– Это бормотун, – сказал старичок в пенсне, заметив, куда смотрит Ира. – Низкое, гадкое существо! Питается человеческой злобой, которую сам же порождает, внушая людям дрянные мысли. А Мешков производит злобу с поразительной легкостью! – старичок покачал седыми висками. – Такой лакомый кусок демон по доброй воле ни за что не оставит!
– Чего там показывают? – спросил Антохин, пытаясь проследить за взглядом Иры.
– Да так… – ответила она, поворачиваясь к однокласснику.
– Так что Сергеев? – повторил вопрос Антохин.
Ира двинула плечами, расталкивая навалившихся со всех сторон школьников.
– Ничего. Писатель как писатель.
– Да ну? – Антохин отстранил от лица чей-то старомодный портфель. – Познакомишь меня с ним?
Ира усмехнулась.
– Думаешь, мы в один день приятелями стали?
– А разве нет? – Тут Максим заметил пятно у Иры на лбу. – Слушай, кто это тебе такой фофан засандалил? Опять подралась?
Ирины брови уже поехали к переносице, но к счастью для Антохина в этот момент забрякал звонок.
Пожилой охранник отпер изнутри двери и тут же отскочил в сторону. Старшеклассники с ревом обрушились в проход. Школа сотряслась от ужаса, взвизгнув стеклами. Первоклашки ждали окончания катаклизма у подножия лестницы. Лишь удостоверившись, что вестибюль свободен, они трусливо побежали в двери.
Первым уроком в 8-м «В» была иностранная литература.
Уже известная читателям литераторша Ася Бениаминовна с необыкновенно рыжими волосами минуту молчала, надеясь, что гомон в классе уляжется сам собой. В конце концов она встала с разболтанного стула и поцокала карандашом по столу. За ее плечами витала высокая старуха в черном платье и клубком седых волос на затылке. Она водила по классу круглыми очками с парой сильно увеличенных рыбьих глаз.
– Может, кто-то не заметил, но урок уже начался, – напомнила учительница.
Ангелы в разных одеждах – сюртуках, камзолах и римских тогах – попытались мысленно призвать своих подопечных к порядку.

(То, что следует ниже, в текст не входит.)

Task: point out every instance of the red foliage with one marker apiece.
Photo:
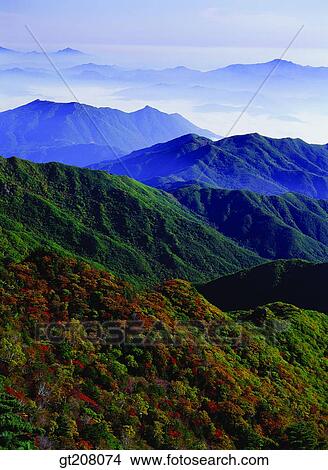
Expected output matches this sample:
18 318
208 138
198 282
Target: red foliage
174 433
218 433
78 363
81 396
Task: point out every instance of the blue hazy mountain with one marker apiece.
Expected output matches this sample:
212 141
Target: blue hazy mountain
46 131
253 162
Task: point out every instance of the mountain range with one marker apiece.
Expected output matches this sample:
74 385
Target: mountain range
79 134
254 162
286 226
68 51
186 376
134 231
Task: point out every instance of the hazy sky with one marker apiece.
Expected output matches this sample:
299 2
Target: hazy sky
203 33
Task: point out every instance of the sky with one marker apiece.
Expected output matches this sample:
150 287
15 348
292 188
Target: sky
154 33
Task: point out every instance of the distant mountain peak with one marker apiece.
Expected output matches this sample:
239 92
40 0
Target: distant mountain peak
4 49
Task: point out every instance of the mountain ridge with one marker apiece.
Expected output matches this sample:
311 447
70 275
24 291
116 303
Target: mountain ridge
31 130
260 164
89 214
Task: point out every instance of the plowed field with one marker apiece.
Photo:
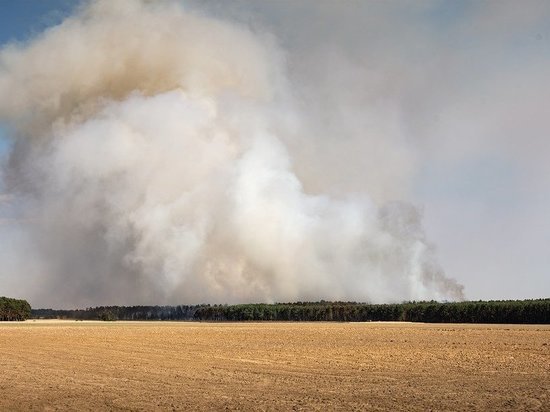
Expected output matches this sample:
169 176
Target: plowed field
68 365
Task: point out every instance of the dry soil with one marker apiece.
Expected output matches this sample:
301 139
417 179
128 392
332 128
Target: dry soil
70 365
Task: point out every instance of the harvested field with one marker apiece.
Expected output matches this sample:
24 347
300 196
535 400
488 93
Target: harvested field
68 365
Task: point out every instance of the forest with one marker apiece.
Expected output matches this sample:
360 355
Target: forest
535 311
14 309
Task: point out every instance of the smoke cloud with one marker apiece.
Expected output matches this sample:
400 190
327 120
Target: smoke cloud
164 156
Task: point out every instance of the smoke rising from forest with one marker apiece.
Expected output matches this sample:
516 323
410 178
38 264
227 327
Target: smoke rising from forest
164 156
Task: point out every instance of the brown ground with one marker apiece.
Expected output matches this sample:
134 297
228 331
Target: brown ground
68 365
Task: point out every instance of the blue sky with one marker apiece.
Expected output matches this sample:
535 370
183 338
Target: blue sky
469 84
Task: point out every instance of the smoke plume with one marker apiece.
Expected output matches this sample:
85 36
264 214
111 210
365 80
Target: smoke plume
164 156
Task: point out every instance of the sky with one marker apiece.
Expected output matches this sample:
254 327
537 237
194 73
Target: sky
441 104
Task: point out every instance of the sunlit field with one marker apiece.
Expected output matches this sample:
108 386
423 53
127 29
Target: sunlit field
74 365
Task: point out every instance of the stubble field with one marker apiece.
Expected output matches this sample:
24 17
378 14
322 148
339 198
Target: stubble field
68 365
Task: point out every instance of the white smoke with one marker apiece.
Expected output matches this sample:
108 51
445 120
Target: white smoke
162 156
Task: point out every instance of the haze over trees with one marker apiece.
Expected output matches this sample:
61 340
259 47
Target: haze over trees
517 311
14 309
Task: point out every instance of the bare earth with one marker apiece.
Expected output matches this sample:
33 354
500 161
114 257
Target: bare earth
69 365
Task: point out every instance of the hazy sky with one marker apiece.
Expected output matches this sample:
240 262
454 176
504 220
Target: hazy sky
463 85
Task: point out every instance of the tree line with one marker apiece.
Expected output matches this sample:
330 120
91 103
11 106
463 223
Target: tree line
14 309
509 311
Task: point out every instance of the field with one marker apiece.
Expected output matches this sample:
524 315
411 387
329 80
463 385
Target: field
69 365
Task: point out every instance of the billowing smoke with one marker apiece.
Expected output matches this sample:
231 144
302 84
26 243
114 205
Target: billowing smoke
163 156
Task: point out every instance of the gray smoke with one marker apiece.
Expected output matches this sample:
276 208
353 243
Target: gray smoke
164 156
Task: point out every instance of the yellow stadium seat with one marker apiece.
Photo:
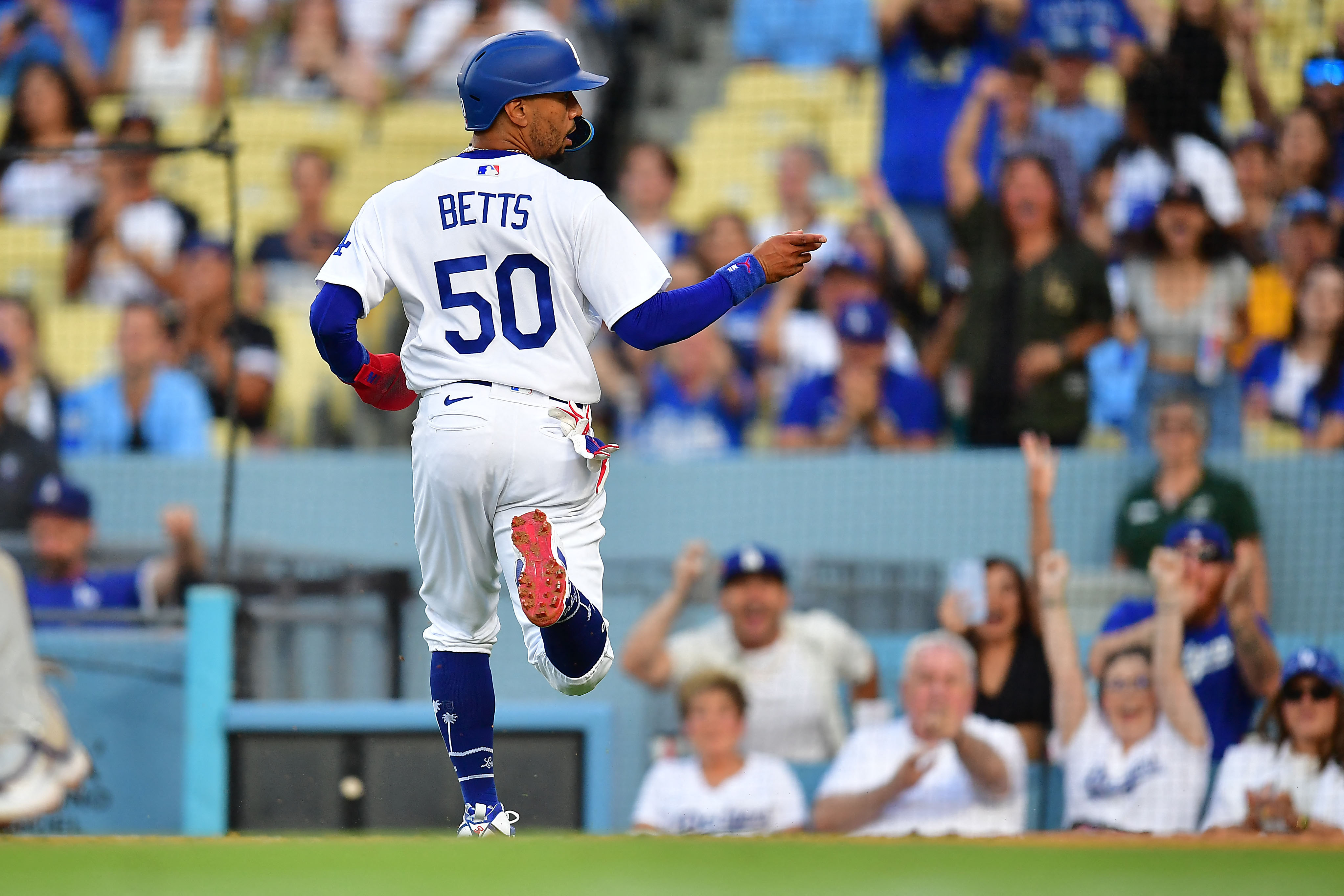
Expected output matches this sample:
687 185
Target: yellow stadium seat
330 125
79 342
412 125
33 262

Наконец требуемая тишина установилась.
Ася Бениаминовна села на стул, скрипнувший перекладинами, и с осенним шелестом развернула журнал.
– Сначала я спрошу по античной литературе, а потом, помолясь, перейдем к Шекспиру.
Она надела очки с горизонтальными прямоугольными линзами и, поставив тупую сторону карандаша на список учеников, медленно повела его вниз. Тридцать два сердца разом перестали биться. Тишина стала такой, какая бывает только в лучших звукозаписывающих студиях. Наконец карандаш остановился. В классе стало еще тише, хотя это казалось невозможным. Так тихо в мире было только перед первым днем творения, когда Слово еще не было сказано. И вот оно прозвучало, и слово это было:
– Мешков!
Хулиган дрогнул. Он утопил в кармане мобильник, на котором «колотился» в «пирамидку», и бугром вздыбился из-за парты.
Сражавшиеся за его спиной ангел и демон взяли тайм-аут. Демон присел на стул под лозунгом «Русский язык – четвертый по популярности в мире! Сделаем его третьим!». Полнощекий ангел Мешкова о чем-то совещался с хранителем Коренева – юношей в длиннополом коричневом кафтане.
– Мешков, тебя в школу по земле катили? – спросила Ася Бениаминовна, вызвав в классе сдавленный смех.
Мешков одернул пиджак и, плюнув на ладонь, провел по макушке.
– Проспал я, – сказал он басом. – Позавтракать не успел, не то что в зеркало посмотреть.
Ася Бениаминовна продолжала шевелить в пальцах носатый карандаш.
– Смею тебя уверить, ничего хорошего ты бы там не увидел. Помнишь ли ты, что говорил Чехов?
Мешков вспахал лоб морщинами и поднял глаза к потолку.